Topic: How To Invest

Investing in stocks: Severe weather weighs on Churchill’s earnings

The Churchill Corp., symbol CUQ on Toronto, sells construction, general-contracting, maintenance, insulation, fireproofing, electrical and power-line construction services. Its clients are in the resource, industrial, utility and power-generation industries. Churchill has customers throughout western Canada.

We analyze Churchill in Stock Pickers Digest, our newsletter for investing in stocks that are more aggressive.

In the three months ended March 31, 2011, Churchill’s revenue rose 67.0%, to $304.7 million from $182.5 million a year earlier. The rise was mainly due to Seacliff Construction, which Churchill bought for $380 million in May 2010. Seacliff sells general contracting, electrical-contracting and earth-moving services. Like Churchill, Seacliff mostly operates in western Canada.

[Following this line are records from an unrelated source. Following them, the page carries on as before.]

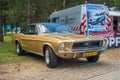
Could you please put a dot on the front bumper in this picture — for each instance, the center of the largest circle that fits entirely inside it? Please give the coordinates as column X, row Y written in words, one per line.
column 82, row 50
column 77, row 53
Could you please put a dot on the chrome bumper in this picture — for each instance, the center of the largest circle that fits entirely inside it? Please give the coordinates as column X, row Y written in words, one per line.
column 82, row 50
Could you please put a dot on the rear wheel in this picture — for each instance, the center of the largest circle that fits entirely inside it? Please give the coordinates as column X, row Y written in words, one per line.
column 19, row 50
column 93, row 58
column 50, row 58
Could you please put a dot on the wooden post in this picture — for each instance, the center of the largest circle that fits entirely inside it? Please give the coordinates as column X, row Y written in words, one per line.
column 28, row 12
column 1, row 32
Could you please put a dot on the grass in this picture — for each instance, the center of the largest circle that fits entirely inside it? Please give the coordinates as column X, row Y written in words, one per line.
column 7, row 51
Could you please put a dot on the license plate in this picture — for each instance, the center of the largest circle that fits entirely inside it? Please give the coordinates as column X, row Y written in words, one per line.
column 88, row 54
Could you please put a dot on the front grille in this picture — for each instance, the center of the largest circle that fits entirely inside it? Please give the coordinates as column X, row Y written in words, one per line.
column 87, row 44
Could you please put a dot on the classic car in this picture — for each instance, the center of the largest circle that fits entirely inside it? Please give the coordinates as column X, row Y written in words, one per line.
column 97, row 18
column 53, row 40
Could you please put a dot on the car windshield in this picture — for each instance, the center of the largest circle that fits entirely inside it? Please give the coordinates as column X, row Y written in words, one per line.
column 55, row 28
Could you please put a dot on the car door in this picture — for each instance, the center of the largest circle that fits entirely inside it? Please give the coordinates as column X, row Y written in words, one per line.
column 28, row 39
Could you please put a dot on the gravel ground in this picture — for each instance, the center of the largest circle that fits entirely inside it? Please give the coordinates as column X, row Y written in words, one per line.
column 66, row 70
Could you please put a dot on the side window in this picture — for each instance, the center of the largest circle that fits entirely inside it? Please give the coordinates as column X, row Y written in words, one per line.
column 30, row 30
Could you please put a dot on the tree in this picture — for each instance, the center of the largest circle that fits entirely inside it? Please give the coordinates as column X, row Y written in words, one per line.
column 1, row 33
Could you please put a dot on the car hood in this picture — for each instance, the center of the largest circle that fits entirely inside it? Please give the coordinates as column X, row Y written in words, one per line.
column 72, row 37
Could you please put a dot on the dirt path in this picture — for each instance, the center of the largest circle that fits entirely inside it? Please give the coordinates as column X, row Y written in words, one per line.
column 67, row 68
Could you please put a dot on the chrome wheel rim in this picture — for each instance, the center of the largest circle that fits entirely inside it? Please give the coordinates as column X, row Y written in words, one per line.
column 47, row 59
column 18, row 48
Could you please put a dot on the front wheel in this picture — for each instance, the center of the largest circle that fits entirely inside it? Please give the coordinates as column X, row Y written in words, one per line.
column 19, row 50
column 50, row 58
column 93, row 58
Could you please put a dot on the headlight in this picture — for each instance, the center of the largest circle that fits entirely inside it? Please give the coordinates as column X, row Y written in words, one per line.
column 62, row 45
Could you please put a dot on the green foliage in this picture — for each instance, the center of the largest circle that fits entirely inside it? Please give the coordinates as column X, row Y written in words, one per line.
column 15, row 11
column 7, row 52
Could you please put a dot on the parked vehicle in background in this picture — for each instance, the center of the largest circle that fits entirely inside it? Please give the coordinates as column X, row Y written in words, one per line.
column 87, row 19
column 53, row 40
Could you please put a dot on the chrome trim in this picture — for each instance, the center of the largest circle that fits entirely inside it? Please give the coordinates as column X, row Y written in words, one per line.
column 81, row 50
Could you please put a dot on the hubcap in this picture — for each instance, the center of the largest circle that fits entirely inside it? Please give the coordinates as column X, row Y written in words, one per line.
column 47, row 59
column 18, row 48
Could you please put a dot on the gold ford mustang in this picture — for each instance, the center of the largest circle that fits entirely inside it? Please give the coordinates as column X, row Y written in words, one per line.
column 54, row 40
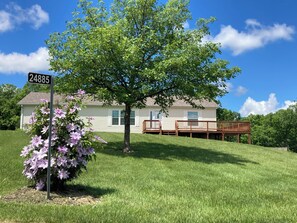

Earnings fell 28.4% in the quarter, to $5.8 million from $8.1 million. Earnings per share fell 47.8%, to $0.24 from $0.46, on more shares outstanding. The decline was mostly due to severe winter weather, which lowered construction activity.

Churchill recently bought McCaine Electric Ltd., a privately held Winnipeg, Manitoba-based electrical and data-communications contracting company, for $9 million in cash and $2.5 million in common shares. Subject to McCaine’s earnings in 2012 and 2013, Churchill may pay another $1 million in cash.